Streaming live November 29 and 30, PrivSec Global unites experts from both Privacy and Security, providing a forum where professionals across both fields can listen, learn and debate the central role that Privacy, Security and GRC play in business today.

Alexandra Khammud is a Senior Information Security Project Manager (Data Protection and Privacy Engineering) specialising in IT SOX Audit and Operational Audits (e.g. CyberSecurity, Privacy, Cloud). She obtained an LL.M. degree in IT Law and Data Protection, graduated from an exchange program at HHL Leipzig School of Management and undertook summer school on Data Management at Maastricht University. 

Alexandra is a certified Data Protection Officer and passed the CISA (Certified Information Systems Auditor) exam last year. She appears exclusively at PrivSec Global to host a panel discussing the UK government’s reform of Britain’s data protection regulation framework. 

Below, Alexandra answers questions on her professional journey and the themes of her PrivSec Global session.

Could you briefly outline your career pathway so far? 

I embarked on my professional journey at Delivery Hero, where I started as a Legal Associate in August 2019. During my three months there, I gained valuable insights into the legal intricacies of the business world, setting the foundation for what would become a dynamic career in data protection and cybersecurity.

Eager to expand my horizons, I joined RSM International in October 2019 as an IT Audit and Data Protection Consultant. Over the course of a year and two months, I delved into the realm of data protection consulting and audit activities, performing cybersecurity and privacy audits. Engaging in international audit engagements across Europe, I managed to blend my legal background with the technical intricacies of IT controls, governance, and risk management.

Building on this enriching experience, I transitioned to Activision Blizzard in November 2020 as an IT and Cybersecurity Auditor. In this role, I focused on cybersecurity audits, SOX compliance, and privacy assessments, advising on the implementation of robust security measures and contributing to effective cyber risk management. 

My journey at Activision Blizzard evolved further as I assumed the role of Senior Project Manager for Data Protection, Privacy, and Information Security in November 2022. Over the past year and a month, I’ve been at the forefront of managing privacy projects, ensuring alignment between legal and tech teams, and providing guidance on compliance activities. 

Collaborating with internal and external stakeholders, I’ve played a pivotal role in the development and delivery of strategic cross-functional projects, with a keen focus on compliance requirements.
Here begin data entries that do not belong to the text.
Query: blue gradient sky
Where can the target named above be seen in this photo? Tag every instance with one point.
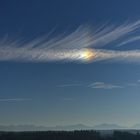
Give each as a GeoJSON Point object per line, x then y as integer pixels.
{"type": "Point", "coordinates": [54, 93]}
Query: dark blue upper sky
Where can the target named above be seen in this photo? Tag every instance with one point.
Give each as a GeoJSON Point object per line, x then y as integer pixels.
{"type": "Point", "coordinates": [57, 93]}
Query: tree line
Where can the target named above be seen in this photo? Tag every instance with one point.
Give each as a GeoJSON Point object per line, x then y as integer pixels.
{"type": "Point", "coordinates": [68, 135]}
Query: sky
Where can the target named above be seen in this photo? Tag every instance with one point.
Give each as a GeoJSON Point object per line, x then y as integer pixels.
{"type": "Point", "coordinates": [69, 62]}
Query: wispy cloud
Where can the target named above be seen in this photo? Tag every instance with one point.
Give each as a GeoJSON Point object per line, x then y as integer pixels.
{"type": "Point", "coordinates": [70, 85]}
{"type": "Point", "coordinates": [83, 45]}
{"type": "Point", "coordinates": [102, 85]}
{"type": "Point", "coordinates": [130, 40]}
{"type": "Point", "coordinates": [14, 99]}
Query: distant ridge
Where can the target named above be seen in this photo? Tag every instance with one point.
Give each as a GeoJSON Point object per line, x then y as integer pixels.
{"type": "Point", "coordinates": [104, 126]}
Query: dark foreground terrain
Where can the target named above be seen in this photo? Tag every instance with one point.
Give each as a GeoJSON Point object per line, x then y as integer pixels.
{"type": "Point", "coordinates": [68, 135]}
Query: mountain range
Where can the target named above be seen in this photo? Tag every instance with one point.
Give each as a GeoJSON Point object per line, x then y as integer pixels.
{"type": "Point", "coordinates": [104, 126]}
Each step in my career has been a building block, contributing to a holistic skill set that seamlessly blends legal acumen, IT expertise, and project management skills. The challenges and successes along the way have shaped me into a professional ready to navigate the complex and ever-evolving landscape of data protection and cybersecurity.
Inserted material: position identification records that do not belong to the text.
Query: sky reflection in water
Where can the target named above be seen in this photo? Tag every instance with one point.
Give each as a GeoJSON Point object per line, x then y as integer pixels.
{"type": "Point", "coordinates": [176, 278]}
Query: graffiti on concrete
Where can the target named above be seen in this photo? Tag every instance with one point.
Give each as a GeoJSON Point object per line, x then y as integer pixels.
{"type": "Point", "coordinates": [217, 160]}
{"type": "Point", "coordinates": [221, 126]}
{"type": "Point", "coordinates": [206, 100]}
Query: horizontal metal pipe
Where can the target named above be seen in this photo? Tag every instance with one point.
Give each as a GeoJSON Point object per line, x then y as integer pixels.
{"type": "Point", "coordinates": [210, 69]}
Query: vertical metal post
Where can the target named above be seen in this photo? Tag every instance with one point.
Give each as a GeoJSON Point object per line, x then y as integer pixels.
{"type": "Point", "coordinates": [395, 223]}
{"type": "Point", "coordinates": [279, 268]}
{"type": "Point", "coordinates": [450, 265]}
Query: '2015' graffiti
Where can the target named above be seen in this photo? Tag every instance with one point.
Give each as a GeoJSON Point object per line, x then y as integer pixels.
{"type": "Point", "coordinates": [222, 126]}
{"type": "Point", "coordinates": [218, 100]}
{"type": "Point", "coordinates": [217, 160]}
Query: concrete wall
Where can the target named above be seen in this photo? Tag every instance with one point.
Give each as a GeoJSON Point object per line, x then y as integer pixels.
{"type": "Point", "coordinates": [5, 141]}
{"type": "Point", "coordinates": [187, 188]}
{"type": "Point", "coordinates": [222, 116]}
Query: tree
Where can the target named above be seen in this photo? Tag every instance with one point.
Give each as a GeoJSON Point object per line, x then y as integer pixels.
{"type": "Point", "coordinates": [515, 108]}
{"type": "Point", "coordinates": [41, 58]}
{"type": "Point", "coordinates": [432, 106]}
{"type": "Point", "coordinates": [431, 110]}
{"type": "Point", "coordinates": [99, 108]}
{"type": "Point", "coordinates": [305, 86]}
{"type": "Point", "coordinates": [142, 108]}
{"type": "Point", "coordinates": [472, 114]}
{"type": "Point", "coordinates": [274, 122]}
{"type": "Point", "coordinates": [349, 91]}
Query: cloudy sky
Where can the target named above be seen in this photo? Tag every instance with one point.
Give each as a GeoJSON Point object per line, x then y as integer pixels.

What are the primary changes to UK data protection law that will be introduced through the Data Protection and Digital Information Bill (No.2)?

The Data Protection and Digital Information Bill (No.2) signifies a pivotal shift in UK data protection. It introduces heightened individual control over personal data, stricter penalties for data breaches, and a comprehensive framework to address the evolving challenges posed by emerging technologies. The emphasis is on fortifying privacy rights and adapting regulatory measures to the dynamic digital landscape.
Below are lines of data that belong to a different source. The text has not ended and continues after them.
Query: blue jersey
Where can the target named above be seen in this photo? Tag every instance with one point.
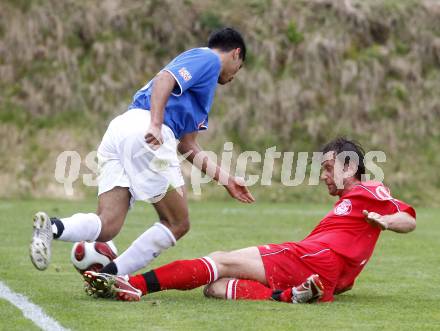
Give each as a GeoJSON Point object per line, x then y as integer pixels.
{"type": "Point", "coordinates": [196, 72]}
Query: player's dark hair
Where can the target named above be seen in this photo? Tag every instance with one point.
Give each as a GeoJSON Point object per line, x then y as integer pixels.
{"type": "Point", "coordinates": [227, 39]}
{"type": "Point", "coordinates": [342, 144]}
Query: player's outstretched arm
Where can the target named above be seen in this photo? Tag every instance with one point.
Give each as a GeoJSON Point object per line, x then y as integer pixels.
{"type": "Point", "coordinates": [400, 222]}
{"type": "Point", "coordinates": [235, 186]}
{"type": "Point", "coordinates": [162, 88]}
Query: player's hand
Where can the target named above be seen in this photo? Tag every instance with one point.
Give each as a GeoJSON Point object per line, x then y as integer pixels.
{"type": "Point", "coordinates": [375, 219]}
{"type": "Point", "coordinates": [238, 190]}
{"type": "Point", "coordinates": [153, 137]}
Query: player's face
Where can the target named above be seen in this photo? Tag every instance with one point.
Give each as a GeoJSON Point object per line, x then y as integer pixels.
{"type": "Point", "coordinates": [231, 66]}
{"type": "Point", "coordinates": [328, 177]}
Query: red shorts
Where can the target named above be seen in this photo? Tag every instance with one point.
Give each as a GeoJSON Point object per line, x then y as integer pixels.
{"type": "Point", "coordinates": [289, 264]}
How do British businesses and data practitioners in the UK stand to benefit from these changes?

The changes ushered in by the bill offer substantial advantages to both businesses and data practitioners in the UK. 

Firstly, the enhanced control individuals have over their data fosters a climate of trust, crucial for businesses to build and maintain strong customer relationships. The stiffer penalties for data breaches act as a powerful deterrent, encouraging organisations to invest more in cybersecurity measures, thereby safeguarding sensitive information. 

Moreover, the bill’s forward-looking approach ensures that businesses and data practitioners remain agile and well-prepared to navigate the complexities of technological advancements, fostering innovation and compliance simultaneously.